Myocardial strain imaging IDs early abnormalities in cardiac function; tied to disease severity
THURSDAY, June 7 (HealthDay News) -- Myocardial strain (S) imaging by echocardiography can be used to detect early abnormalities of cardiac function in patients with rheumatoid arthritis (RA), according to a study presented at the annual meeting of the European League Against Rheumatism, held from June 6 to 9 in Berlin.
Nowell M. Fine, M.D., of the Mayo Clinic in Rochester, Minn., and colleagues characterized the ventricular myocardial longitudinal S pattern of 100 patients with RA with and without known cardiovascular disease (CVD). Participants were categorized according to left ventricular (LV) diastolic dysfunction (DD): none (40 patients), mild (40 patients), and moderate/severe (20 patients). Measurements were compared with a sample of 50 age- and gender-matched controls with no CVD or risk factors.
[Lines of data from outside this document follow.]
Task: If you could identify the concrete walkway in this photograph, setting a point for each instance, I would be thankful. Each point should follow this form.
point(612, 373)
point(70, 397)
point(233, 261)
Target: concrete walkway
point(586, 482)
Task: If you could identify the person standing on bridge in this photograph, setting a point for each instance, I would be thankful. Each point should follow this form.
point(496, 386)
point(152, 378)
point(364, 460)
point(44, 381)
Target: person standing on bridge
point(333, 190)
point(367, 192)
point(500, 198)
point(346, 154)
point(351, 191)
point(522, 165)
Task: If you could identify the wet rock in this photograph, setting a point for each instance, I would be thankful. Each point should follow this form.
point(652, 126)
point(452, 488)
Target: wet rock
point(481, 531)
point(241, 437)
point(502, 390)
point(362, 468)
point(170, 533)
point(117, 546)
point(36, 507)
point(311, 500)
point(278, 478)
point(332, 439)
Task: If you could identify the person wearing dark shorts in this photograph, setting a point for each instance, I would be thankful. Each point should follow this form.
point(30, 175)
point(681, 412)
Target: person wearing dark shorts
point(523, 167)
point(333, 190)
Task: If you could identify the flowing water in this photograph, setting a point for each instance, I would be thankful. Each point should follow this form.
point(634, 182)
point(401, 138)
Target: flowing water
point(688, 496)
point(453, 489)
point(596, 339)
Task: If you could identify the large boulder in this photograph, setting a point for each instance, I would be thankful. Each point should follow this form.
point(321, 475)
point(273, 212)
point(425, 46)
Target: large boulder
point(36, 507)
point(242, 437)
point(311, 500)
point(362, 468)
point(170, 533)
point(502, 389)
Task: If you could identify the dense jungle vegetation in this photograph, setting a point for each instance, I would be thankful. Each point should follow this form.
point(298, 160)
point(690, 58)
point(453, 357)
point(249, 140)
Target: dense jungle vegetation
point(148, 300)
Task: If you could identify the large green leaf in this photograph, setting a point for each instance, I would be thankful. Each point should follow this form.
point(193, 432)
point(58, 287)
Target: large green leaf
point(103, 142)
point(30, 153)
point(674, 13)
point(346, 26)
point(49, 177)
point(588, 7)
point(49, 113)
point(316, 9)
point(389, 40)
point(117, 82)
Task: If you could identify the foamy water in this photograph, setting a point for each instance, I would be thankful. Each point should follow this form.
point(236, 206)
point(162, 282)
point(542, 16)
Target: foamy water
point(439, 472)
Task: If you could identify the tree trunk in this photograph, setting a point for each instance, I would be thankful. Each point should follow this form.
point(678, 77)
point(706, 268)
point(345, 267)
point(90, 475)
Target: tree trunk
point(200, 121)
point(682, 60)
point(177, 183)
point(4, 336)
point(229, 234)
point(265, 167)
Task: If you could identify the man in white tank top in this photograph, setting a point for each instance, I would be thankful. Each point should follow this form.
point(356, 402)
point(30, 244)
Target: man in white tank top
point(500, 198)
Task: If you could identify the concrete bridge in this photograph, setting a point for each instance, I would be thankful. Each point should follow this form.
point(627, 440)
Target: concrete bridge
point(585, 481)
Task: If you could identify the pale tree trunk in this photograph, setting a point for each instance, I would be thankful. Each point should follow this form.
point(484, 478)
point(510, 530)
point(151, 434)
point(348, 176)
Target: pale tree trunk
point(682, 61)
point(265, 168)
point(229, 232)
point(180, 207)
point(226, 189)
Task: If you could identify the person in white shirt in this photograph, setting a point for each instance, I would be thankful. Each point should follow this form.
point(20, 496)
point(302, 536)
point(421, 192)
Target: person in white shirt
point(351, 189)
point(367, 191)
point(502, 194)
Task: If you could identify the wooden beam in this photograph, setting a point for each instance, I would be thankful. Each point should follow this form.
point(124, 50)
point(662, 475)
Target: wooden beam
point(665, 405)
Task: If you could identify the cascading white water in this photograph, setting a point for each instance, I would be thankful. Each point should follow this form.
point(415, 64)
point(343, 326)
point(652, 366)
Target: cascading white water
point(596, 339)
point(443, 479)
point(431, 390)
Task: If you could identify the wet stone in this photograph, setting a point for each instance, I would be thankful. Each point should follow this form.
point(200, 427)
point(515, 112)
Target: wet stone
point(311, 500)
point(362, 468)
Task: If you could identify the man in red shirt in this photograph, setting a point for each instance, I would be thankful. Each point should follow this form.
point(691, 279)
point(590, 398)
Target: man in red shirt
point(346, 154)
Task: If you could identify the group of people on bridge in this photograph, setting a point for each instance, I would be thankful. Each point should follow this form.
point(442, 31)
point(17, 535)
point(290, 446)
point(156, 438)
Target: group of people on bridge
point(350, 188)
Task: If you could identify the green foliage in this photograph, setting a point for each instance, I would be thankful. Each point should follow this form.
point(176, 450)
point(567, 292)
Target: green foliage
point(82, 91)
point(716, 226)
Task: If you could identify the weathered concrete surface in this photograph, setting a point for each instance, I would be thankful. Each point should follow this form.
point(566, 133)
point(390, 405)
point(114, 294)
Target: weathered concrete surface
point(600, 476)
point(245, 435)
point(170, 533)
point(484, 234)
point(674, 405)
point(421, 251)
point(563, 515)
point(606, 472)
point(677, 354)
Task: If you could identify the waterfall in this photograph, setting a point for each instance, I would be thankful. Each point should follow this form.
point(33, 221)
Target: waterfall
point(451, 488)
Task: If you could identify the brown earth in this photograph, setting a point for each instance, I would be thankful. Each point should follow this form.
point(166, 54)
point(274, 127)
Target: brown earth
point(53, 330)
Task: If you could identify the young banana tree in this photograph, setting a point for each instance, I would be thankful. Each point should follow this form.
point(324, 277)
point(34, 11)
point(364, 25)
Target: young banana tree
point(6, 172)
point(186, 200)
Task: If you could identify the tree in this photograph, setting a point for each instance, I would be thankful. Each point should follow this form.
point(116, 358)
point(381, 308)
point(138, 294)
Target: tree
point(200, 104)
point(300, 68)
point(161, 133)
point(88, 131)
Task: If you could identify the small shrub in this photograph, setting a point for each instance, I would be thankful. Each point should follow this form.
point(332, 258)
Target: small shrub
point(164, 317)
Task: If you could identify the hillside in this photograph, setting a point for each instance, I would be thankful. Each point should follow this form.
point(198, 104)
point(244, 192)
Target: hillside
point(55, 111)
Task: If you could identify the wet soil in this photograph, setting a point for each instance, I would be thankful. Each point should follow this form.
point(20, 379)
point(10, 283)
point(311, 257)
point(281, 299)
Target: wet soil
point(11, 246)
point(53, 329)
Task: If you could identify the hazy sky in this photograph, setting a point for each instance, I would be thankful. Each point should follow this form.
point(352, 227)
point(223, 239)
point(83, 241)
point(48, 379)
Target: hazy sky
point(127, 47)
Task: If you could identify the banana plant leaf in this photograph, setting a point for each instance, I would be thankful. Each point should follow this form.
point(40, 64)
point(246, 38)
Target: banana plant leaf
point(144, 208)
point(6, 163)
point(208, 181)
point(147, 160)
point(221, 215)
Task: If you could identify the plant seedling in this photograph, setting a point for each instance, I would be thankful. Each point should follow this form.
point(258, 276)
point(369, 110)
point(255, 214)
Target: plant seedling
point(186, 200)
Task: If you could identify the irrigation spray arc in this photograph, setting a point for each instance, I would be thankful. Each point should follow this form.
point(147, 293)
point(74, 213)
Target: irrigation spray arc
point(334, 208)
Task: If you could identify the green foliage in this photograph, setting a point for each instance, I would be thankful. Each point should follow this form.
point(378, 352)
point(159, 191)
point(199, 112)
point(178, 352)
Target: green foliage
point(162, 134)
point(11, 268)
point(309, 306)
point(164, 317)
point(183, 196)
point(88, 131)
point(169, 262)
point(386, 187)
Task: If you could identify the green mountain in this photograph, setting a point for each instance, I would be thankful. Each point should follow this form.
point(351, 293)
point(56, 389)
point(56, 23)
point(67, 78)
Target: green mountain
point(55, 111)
The researchers found that, compared with controls, the mean LV and right ventricular (RV) S were impaired in patients with RA. Patients with RA had the preserved strain in the base and the worst strain in the apical segments, in contrast to controls who had uniform LV S. Abnormalities in LV and RV S did not correlate with DD in RA patients and there was no significant difference in global LV and RV S in those with and without CVD. There was a significant correlation between global LV S and measures of RA disease severity in univariate analysis, including health assessment questionnaire disability index, previous use of oral steroids and methotrexate, presence of radiographic damage, and history of foot or ankle swelling.
"These findings suggest that myocardial S imaging by echocardiography may detect early myocardial dysfunction in patients with RA," the authors conclude.